Why is sampling sometimes slow?

When I sample the posterior of my rather complex model (via NUTS), I see a strange behavior. Typically one chain will sample quite slowly, and the other 3 will sample quickly, at the speed I have come to expect.

Why is this occurring? Is the slow chain stuck in a place with difficult geometries? If so, how can I discover where the geometries are difficult, and perhaps refactor the model?

When this happens to me, it’s because the model is not fitting well. I see in the bottom chain that you have at least one divergence. And the bottom three chains are sampling very slowly, too. I don’t know if it is too slow because I don’t know the complexity of your model or the size of your dataset. But two draws per second seems slow to me.

So, why is it occurring? The data may not fit the model well.
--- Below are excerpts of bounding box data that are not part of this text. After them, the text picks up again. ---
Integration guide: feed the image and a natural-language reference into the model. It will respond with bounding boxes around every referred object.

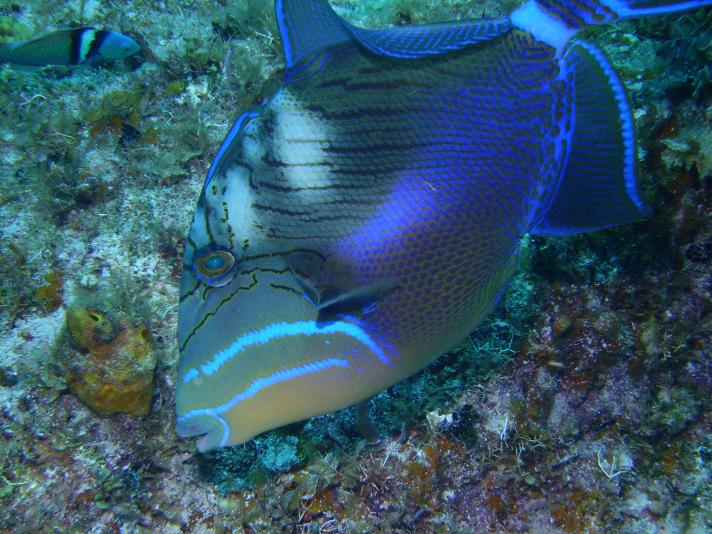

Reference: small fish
[176,0,712,451]
[0,28,141,67]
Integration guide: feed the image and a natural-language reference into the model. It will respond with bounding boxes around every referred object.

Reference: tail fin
[534,0,712,30]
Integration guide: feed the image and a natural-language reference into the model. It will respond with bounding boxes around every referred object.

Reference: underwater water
[0,0,712,533]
Every model is different, so it’s hard to give general advice. Since there’s differences across chains, it could be that one chain is being initialized in a region of parameter space that’s problematic for some reason. That can be remedied by using more informative priors, to rule out “bad” (“anti-physical”) solutions.

My step 1 would be to do some prior predictive simulations, and make sure that the model’s initial state isn’t producing absolute garbage.

Beyond that, there are the usual “geometry” issues, related to the identifibility of parameters. Often combinations of parameters. This is a much more difficult issue that definitely doesn’t have a one-line suggestion.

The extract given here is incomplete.